Art book publisher Taschen marked the 25th anniversary of Hubble's launch with a coffee-table tome, Expanding Universe: Photographs from the Hubble Space Telescope. The hardcover book measures 12 × 12 inches and contains 260 pages, some of which are foldouts. I haven't seen the book yet, but the individual pages excerpted in Taschen's latest print catalog look dull and flat compared to the same images viewed on my computer screen. The pixels of a computer's display literally shine; their ink-on-paper equivalents do not.
How people looked at astronomy pictures before the Internet has an obvious answer: on the printed page. The offices of Physics Today include a modest library. There, I found the lavishly illustrated Cambridge Atlas of Astronomy, which was published in 1985, the year of Hubble's originally planned launch date. The book is a masterpiece of graphic design; the explanatory diagrams are clear and colorful. The astronomical images of stars and galaxies, however, underwhelm.
I was inspired to be an astronomer in 1983 by a course I took in the final year of my physics degree. The source of my inspiration was abstract, rather than graphical. I was amazed at how deftly physics could describe the fate of the universe, the motions of stars, and the formation of galaxies. I can't recall reading any astronomy books as a child.
Besides their luminousness, astronomical images on the Internet have another advantage over their printed counterparts: availability. Images taken by Hubble and other US government-funded missions are freely available to the public. Anyone with an Internet connection can view them.

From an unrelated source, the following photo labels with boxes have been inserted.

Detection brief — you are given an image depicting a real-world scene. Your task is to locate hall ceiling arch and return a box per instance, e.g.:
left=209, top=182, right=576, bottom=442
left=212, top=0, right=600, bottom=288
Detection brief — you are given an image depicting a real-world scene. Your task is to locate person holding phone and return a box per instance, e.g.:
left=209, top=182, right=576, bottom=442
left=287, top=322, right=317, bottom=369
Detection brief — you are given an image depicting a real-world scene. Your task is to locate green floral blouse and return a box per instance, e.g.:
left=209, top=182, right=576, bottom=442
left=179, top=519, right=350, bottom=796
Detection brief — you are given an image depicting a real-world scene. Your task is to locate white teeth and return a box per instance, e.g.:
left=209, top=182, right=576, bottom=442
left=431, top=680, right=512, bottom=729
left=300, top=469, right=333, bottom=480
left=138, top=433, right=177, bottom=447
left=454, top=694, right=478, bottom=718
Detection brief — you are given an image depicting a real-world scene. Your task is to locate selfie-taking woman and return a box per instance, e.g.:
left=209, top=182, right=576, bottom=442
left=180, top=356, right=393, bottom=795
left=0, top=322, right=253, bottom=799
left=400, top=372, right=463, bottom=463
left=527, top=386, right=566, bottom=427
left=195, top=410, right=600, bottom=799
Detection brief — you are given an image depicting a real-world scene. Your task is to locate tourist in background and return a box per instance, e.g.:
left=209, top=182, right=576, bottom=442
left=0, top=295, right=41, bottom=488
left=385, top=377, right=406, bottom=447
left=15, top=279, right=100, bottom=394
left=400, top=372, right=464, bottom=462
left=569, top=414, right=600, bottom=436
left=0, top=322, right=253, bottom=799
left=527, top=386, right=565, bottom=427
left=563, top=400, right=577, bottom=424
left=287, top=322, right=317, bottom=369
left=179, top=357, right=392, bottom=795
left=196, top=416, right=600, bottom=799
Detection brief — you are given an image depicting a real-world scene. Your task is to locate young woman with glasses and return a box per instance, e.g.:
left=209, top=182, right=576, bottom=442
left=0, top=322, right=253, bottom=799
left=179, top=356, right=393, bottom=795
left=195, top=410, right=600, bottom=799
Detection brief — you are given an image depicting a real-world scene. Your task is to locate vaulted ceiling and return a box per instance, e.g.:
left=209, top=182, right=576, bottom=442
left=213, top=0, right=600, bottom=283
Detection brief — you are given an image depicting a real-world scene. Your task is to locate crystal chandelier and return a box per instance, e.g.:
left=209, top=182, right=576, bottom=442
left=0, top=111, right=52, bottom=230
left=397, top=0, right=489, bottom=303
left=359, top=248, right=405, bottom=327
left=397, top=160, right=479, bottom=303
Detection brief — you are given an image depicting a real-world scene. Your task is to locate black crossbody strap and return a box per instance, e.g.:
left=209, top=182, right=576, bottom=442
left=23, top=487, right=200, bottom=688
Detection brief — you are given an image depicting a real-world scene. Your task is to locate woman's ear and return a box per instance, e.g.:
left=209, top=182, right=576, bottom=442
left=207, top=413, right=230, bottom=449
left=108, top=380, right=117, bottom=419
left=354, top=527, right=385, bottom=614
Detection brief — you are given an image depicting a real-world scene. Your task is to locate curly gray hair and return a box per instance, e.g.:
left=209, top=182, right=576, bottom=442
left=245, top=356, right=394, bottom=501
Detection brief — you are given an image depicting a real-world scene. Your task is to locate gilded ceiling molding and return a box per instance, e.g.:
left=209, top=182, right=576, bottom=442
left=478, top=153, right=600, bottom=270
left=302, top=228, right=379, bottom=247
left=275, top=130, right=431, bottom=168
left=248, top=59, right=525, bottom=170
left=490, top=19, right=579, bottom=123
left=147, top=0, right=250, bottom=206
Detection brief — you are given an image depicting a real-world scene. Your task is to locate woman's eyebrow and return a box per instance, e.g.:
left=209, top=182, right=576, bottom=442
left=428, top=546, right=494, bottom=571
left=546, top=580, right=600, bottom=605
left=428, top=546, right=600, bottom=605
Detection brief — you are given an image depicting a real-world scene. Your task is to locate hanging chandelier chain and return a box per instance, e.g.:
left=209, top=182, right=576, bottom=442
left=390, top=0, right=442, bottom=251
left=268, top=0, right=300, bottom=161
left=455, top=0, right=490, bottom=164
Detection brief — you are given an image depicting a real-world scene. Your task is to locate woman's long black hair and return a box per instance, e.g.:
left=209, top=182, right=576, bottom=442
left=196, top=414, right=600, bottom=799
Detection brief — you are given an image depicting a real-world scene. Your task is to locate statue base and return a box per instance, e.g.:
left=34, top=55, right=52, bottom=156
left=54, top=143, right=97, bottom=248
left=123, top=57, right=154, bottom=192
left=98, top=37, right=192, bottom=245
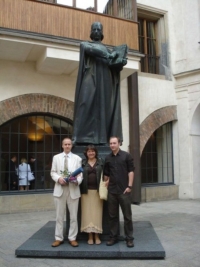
left=72, top=145, right=111, bottom=159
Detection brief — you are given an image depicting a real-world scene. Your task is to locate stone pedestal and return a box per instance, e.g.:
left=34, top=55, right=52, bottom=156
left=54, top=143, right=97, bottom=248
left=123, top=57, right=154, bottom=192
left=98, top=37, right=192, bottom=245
left=72, top=145, right=111, bottom=159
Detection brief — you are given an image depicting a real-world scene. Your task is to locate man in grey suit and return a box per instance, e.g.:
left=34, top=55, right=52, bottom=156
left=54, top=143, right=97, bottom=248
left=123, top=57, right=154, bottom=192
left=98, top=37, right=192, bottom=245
left=51, top=138, right=82, bottom=247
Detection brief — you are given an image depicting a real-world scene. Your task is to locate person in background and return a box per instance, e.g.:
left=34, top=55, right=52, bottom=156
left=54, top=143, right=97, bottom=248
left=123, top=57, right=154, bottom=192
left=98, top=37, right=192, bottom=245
left=5, top=154, right=18, bottom=190
left=29, top=156, right=37, bottom=190
left=17, top=158, right=31, bottom=191
left=80, top=145, right=103, bottom=245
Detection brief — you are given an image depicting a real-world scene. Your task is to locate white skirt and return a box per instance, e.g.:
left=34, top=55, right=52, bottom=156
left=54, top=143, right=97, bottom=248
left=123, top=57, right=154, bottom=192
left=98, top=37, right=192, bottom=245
left=81, top=190, right=103, bottom=234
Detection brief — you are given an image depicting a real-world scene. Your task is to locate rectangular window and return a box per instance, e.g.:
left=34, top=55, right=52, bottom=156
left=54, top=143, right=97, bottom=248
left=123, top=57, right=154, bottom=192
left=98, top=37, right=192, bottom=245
left=56, top=0, right=73, bottom=6
left=141, top=123, right=174, bottom=184
left=76, top=0, right=95, bottom=11
left=138, top=18, right=159, bottom=74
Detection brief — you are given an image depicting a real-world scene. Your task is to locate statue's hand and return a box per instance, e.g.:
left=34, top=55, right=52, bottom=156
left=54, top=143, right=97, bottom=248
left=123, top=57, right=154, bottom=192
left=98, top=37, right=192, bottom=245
left=108, top=51, right=118, bottom=59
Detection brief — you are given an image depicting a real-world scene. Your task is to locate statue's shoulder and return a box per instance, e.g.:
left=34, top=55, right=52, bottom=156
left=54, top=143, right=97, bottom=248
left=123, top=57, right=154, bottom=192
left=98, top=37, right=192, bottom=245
left=80, top=41, right=92, bottom=47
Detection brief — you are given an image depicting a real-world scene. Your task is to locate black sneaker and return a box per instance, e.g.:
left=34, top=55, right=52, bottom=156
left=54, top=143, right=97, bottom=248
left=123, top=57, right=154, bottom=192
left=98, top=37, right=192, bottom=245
left=126, top=240, right=134, bottom=248
left=106, top=241, right=118, bottom=246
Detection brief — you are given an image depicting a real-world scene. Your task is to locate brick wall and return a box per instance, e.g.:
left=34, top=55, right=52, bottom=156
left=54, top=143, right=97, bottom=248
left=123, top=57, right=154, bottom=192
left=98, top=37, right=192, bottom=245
left=0, top=94, right=74, bottom=125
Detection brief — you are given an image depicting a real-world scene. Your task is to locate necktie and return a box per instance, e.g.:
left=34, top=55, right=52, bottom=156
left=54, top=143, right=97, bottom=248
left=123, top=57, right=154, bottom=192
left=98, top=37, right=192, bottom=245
left=64, top=155, right=68, bottom=170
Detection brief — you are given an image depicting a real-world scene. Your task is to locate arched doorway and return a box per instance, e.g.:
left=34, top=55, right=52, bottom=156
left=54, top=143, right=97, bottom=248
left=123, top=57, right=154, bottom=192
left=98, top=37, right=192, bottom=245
left=141, top=122, right=174, bottom=185
left=0, top=113, right=72, bottom=193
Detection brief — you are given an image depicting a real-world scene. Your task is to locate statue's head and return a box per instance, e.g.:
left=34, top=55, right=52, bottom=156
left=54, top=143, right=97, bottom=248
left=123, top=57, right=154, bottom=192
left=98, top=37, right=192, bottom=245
left=90, top=22, right=104, bottom=41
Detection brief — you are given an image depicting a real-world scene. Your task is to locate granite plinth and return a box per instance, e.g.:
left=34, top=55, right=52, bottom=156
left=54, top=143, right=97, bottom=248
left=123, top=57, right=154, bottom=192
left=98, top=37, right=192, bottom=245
left=15, top=221, right=165, bottom=259
left=72, top=145, right=111, bottom=159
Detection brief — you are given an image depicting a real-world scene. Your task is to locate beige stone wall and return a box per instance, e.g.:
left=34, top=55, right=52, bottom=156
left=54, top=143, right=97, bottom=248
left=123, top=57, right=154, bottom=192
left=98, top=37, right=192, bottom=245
left=141, top=185, right=179, bottom=202
left=0, top=193, right=54, bottom=214
left=0, top=185, right=179, bottom=214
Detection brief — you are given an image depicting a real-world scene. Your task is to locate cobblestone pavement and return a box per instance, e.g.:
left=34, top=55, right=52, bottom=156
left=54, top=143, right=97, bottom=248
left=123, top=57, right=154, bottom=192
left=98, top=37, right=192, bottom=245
left=0, top=199, right=200, bottom=267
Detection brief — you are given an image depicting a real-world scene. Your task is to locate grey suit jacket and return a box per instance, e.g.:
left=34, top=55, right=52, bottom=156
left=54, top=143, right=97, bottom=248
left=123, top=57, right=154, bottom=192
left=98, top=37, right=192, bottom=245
left=51, top=153, right=83, bottom=199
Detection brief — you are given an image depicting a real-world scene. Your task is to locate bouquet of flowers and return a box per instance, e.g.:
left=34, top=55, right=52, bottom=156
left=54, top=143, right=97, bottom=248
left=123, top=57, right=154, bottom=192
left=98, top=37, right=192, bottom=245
left=60, top=167, right=83, bottom=183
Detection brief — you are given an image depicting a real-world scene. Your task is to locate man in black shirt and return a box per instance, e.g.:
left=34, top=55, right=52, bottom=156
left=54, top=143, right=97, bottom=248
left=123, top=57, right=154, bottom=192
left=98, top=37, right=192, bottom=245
left=104, top=137, right=134, bottom=247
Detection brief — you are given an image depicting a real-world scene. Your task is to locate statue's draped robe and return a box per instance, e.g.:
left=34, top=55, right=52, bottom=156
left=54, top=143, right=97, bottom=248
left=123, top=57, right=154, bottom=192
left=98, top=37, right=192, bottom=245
left=72, top=42, right=122, bottom=145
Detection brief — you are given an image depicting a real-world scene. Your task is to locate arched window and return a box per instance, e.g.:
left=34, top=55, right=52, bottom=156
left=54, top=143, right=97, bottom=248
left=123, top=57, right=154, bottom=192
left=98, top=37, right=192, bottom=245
left=141, top=123, right=174, bottom=184
left=0, top=113, right=72, bottom=193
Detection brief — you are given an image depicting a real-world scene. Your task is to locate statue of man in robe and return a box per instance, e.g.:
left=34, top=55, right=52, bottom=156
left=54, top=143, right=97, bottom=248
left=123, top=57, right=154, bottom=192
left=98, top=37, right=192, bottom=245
left=72, top=22, right=127, bottom=145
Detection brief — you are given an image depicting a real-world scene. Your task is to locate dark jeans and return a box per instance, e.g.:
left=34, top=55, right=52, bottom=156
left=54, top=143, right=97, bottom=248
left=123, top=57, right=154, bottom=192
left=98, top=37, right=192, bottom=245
left=108, top=193, right=133, bottom=240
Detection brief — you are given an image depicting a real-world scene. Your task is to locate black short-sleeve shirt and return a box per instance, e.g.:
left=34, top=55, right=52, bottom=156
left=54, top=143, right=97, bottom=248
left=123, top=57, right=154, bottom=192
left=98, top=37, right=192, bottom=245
left=103, top=150, right=135, bottom=194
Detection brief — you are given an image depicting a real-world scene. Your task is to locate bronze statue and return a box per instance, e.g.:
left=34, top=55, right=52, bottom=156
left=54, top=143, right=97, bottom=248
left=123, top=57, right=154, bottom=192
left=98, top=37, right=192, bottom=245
left=72, top=22, right=127, bottom=145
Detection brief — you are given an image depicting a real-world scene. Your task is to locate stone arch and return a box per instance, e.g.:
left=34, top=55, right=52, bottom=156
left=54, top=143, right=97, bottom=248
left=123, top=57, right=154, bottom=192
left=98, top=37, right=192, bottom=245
left=140, top=106, right=177, bottom=155
left=0, top=94, right=74, bottom=125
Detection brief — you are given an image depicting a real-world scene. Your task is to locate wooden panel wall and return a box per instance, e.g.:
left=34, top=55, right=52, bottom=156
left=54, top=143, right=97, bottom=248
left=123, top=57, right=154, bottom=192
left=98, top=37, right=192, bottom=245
left=0, top=0, right=138, bottom=50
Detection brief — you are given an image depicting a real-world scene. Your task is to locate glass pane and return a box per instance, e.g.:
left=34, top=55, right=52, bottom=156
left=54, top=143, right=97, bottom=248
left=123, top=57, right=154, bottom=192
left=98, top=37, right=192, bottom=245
left=141, top=123, right=173, bottom=183
left=1, top=123, right=10, bottom=133
left=103, top=0, right=114, bottom=16
left=117, top=0, right=133, bottom=19
left=76, top=0, right=94, bottom=11
left=57, top=0, right=73, bottom=6
left=0, top=115, right=72, bottom=194
left=97, top=0, right=109, bottom=13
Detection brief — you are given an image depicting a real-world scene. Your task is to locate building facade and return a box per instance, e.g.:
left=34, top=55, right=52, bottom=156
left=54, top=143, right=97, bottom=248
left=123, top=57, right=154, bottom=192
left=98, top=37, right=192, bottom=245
left=0, top=0, right=200, bottom=212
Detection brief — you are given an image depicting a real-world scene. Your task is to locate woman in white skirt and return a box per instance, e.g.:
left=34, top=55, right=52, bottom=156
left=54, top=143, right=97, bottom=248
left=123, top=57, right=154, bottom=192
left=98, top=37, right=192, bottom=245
left=80, top=145, right=103, bottom=245
left=17, top=158, right=31, bottom=191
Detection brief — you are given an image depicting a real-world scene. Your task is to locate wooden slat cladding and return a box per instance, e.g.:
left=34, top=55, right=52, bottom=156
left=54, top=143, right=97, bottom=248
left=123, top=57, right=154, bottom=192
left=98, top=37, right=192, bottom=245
left=0, top=0, right=138, bottom=50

Whenever I receive an emailed press release about a new and scientifically significant astronomical image, I post it to Physics Today’s Facebook page. The page has 2.5 million fans, most of whom live in poor countries. Thanks to the Internet, cell phones, and social media, these fans can see and wonder at the latest images of roiling star formation regions, lacy supernova remnants, and wispy galaxies at the same time as everyone else. Given those riches, the reporter's seemingly naïve question to Patrick was valid.